Open-Ended Goal Inference through Actions and Language for Human-Robot Collaboration
Debasmita Ghose, Oz Gitelson, Marynel Vazquez, Brian Scassellati
TL;DR
This work tackles open-ended goal inference in human–robot collaboration by fusing natural language preferences with observed actions. It introduces BALI, a Bidirectional Action-Language Inference framework that combines a receding-horizon planner with a modular question-asking mechanism, enabling robots to infer unbounded goals and request clarifications only when beneficial. The approach demonstrates stability and accuracy gains over action-only, language-only, and dialog-based baselines in both simulated and real-world collaborative cooking tasks, including strong performance in closed settings with goal and policy banks. By grounding open-ended goals in both action evidence and language signals, BALI achieves faster convergence and fewer mistakes, highlighting a practical path toward robust open-world HRC with minimal human interruption.
Abstract
To collaborate with humans, robots must infer goals that are often ambiguous, difficult to articulate, or not drawn from a fixed set. Prior approaches restrict inference to a predefined goal set, rely only on observed actions, or depend exclusively on explicit instructions, making them brittle in real-world interactions.

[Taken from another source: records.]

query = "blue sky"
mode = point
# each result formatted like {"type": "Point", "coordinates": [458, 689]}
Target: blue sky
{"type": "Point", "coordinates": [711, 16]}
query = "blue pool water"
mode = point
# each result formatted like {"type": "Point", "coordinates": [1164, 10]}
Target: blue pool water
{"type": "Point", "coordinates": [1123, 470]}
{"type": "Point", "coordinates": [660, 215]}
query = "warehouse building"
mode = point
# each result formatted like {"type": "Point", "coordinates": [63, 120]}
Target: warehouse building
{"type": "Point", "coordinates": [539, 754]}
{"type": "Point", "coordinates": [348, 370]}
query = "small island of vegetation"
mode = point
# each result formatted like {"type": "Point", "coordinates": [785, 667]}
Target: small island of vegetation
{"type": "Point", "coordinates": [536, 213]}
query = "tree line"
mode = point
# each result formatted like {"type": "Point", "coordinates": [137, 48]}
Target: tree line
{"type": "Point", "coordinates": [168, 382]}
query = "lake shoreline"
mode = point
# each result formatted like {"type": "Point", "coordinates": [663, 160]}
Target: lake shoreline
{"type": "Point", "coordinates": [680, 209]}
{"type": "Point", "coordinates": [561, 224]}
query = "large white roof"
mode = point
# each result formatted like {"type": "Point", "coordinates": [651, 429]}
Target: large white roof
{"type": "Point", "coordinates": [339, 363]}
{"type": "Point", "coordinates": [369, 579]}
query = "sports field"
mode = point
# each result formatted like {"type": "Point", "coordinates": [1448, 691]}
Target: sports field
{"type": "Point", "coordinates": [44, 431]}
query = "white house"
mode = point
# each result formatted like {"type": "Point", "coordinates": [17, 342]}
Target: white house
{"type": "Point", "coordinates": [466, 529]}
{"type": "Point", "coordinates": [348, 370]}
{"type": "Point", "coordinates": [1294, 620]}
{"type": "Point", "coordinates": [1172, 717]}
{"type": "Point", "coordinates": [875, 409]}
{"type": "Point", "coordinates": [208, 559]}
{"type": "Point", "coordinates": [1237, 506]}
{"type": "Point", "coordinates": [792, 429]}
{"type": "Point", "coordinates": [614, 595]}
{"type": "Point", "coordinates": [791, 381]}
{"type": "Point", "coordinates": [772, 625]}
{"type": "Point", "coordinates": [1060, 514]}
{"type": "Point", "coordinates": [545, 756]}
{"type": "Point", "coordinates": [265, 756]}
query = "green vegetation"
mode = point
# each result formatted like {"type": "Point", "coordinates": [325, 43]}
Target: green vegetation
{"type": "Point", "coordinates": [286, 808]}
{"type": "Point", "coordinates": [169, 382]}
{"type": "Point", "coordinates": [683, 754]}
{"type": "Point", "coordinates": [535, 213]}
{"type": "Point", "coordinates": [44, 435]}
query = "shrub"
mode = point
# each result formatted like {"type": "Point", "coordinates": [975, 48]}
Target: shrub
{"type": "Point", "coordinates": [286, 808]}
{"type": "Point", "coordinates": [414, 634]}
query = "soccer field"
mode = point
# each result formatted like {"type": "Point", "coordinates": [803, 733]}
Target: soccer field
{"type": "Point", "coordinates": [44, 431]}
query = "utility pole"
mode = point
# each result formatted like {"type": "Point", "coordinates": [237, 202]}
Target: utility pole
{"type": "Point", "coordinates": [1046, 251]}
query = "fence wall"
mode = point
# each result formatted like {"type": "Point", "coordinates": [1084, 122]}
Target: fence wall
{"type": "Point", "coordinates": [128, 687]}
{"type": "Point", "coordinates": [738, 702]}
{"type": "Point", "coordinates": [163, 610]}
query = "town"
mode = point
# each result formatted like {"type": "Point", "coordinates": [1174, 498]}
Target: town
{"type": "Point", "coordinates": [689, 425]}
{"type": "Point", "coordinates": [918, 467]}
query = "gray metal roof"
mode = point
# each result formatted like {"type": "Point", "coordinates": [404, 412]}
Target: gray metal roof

We present BALI (Bidirectional Action-Language Inference) for goal prediction, a method that integrates natural language preferences with observed human actions in a receding-horizon planning tree. BALI combines language and action cues from the human, asks clarifying questions only when the expected information gain from the answer outweighs the cost of interruption, and selects supportive actions that align with inferred goals. We evaluate the approach in collaborative cooking tasks, where goals may be novel to the robot and unbounded. Compared to baselines, BALI yields more stable goal predictions and significantly fewer mistakes.